I too am in a reflective mood this week. I am reeling with the notion that life is short and one must savor the good things, including first loves, things that bring you peace and joy and a sense of a life lived well.
Susan said…
Wonderful post Duchesse. I love the image of the ferris wheel.

I never kept a diary, but I have a huge box of letters written to me during my youth. Occasionally, an old friend wlll return to me some of the letters I had written to them. I am also amazed that most my writing is about young men. I guess it is a universal topic for the young.
Mardel said…
Sometimes I wish I had those early diaries now, but I burned them all after my freshman year in college, when my parents moved to a new house and my younger brother taunted me with long passages that he claimed my mother read to him. She confessed when confronted. The innocence of youth was lost, but not the memories.
Duchesse said…
spacegeek: I'm so sorry top hear of these losses. And yes, savour and don't put off what you really want to do.

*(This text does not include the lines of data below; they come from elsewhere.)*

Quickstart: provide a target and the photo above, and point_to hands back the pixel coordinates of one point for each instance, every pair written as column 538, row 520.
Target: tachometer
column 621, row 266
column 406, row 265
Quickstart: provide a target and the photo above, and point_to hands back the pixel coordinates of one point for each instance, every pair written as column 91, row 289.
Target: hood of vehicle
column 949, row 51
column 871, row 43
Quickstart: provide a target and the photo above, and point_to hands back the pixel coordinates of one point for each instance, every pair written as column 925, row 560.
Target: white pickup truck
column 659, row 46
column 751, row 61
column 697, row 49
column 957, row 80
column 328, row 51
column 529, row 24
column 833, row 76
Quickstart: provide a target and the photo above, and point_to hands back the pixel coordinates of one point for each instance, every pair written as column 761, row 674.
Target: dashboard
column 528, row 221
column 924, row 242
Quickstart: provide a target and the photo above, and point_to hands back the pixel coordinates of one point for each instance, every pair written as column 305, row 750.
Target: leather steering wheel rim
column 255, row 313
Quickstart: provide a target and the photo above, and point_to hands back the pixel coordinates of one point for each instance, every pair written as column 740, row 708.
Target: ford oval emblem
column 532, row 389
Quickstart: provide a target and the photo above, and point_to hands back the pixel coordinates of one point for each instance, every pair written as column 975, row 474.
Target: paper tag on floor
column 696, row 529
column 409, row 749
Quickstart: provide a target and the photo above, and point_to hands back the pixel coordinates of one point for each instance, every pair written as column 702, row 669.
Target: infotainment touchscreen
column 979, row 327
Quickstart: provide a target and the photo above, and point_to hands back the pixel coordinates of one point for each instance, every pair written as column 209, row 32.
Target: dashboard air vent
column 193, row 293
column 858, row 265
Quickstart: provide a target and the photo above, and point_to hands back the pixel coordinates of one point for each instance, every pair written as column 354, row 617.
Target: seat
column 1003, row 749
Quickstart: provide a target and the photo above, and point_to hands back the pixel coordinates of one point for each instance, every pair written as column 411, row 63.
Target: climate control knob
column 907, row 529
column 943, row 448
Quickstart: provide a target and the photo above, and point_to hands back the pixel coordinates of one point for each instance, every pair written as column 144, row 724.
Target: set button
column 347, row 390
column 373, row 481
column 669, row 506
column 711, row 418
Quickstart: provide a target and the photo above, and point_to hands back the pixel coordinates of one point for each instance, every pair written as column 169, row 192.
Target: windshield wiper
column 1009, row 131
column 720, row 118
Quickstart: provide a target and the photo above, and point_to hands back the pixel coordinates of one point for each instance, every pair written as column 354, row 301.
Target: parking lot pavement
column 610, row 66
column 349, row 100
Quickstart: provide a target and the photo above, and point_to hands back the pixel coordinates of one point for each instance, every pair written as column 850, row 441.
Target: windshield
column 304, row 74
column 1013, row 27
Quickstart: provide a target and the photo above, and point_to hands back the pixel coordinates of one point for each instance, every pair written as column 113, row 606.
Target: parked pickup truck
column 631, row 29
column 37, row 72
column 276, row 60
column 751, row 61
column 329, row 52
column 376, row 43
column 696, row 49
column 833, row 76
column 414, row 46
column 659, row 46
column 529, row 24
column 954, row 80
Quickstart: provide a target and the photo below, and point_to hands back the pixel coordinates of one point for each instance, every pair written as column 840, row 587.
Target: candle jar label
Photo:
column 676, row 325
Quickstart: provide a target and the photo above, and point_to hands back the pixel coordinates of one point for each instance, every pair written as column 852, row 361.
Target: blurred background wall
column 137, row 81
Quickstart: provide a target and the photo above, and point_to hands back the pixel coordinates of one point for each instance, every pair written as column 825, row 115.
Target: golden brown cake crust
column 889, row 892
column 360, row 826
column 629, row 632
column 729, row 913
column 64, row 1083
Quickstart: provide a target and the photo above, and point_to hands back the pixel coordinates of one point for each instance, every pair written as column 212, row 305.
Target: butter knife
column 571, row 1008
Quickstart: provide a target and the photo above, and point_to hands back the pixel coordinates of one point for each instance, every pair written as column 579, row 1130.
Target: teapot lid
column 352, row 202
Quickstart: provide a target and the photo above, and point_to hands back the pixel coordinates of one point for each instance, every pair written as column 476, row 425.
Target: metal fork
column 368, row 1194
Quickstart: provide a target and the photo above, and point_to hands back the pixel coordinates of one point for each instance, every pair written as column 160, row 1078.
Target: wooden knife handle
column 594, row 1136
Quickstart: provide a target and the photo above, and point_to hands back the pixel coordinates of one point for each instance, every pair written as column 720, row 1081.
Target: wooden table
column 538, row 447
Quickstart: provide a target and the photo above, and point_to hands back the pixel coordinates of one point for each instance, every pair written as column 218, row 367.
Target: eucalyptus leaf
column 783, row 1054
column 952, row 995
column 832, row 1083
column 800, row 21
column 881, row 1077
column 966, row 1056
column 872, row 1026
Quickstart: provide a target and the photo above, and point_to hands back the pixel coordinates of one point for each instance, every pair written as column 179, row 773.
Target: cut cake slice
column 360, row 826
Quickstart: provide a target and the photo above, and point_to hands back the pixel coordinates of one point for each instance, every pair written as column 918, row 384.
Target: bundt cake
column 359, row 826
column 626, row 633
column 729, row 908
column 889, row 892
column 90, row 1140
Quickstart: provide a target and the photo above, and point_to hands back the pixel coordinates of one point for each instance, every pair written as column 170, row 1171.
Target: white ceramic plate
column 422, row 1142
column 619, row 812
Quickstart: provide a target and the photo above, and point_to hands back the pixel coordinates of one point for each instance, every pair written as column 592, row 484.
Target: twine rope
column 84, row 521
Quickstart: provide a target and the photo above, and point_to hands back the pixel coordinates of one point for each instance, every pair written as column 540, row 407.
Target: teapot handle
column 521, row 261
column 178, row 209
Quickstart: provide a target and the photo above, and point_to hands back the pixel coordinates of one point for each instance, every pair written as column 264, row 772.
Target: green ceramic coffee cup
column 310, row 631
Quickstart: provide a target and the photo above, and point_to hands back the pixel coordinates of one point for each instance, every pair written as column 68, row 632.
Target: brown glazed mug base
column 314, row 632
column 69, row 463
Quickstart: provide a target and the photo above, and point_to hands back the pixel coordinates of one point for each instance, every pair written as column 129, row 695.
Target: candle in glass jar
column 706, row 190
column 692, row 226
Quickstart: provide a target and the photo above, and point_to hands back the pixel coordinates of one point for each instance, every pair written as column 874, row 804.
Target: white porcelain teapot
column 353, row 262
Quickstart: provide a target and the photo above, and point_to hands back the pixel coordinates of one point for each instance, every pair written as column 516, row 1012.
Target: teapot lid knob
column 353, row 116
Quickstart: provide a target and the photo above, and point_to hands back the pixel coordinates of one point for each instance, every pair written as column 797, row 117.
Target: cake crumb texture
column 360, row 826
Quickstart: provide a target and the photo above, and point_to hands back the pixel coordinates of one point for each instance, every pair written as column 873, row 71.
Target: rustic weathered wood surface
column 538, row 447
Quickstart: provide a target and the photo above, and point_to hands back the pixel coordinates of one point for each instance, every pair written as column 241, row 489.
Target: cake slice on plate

Susan: We were learning about relationships. Must be strange to get your letters back, a piece of yourself reappearing.

Mardel: I would have been furious about that. Bad enough to read them but another level of insensitivity to read them to your brother.
Susan B said…
What a touching, poignant post.

Thanks to Facebook, LinkedIn, classmates.com, I'd connected (no, not rekindled) with two of my old boyfriends from my teens and 20's (I didn't date a lot otherwise). The year before last while visiting my hometown, le monsieur had lunch with one of them and his wife. He'd been my first love and my first real broken heart but it was good to see that we never would have worked out anyway, wanted different things. Sometimes it's good to revisit those "what ifs" and put them to rest.
Susan said…
Deja Pseu's comment reminds me that my husband and I keep up with several of my old beaus. They are such nice people (and my husband says I had good taste in choosing them years ago), but like Deja Pseu, I always come away thankful for my own dear husband who is such a perfect fit for me.

I am still thinking about the ferris wheel imagery Duchesse, probably because I had similar experiences at our local East Texas Fair at age 15. Poignant indeed.
Duchesse said…
Pseu: That same summer I also briefly dated Iggy Pop, and that would NOT have worked out :) Tom Watson did in fact marry his high school sweetheart (which lasted 25 years) so sometimes early loves do work out- or at least for a good long run.

Susan: I think there is more than one person for everyone, but am very relieved some of the romances that I mourned never took hold!
Susan said…
I'm going to have to google Iggy Pop!
SewingLibrarian said…
My husband would have been in your vacinity that summer. His family spent part of every summer in Emmet County. I wonder if he passed you on the street or saw you at the Bay View Country Club? (I hope I got that name right. It's been a long time since I've been up there!). Small world indeed.
Duchesse said…
Susan: As you will see, he was (and still is) the opposite of the clean cut athletic type. You can imagine what Dad thought.

Sewing Librarian: Why yes, I was right there, as I was for all summers till 1971.
Anonymous said…
Thank you for this entry. Beautifully described, it gave me shivers.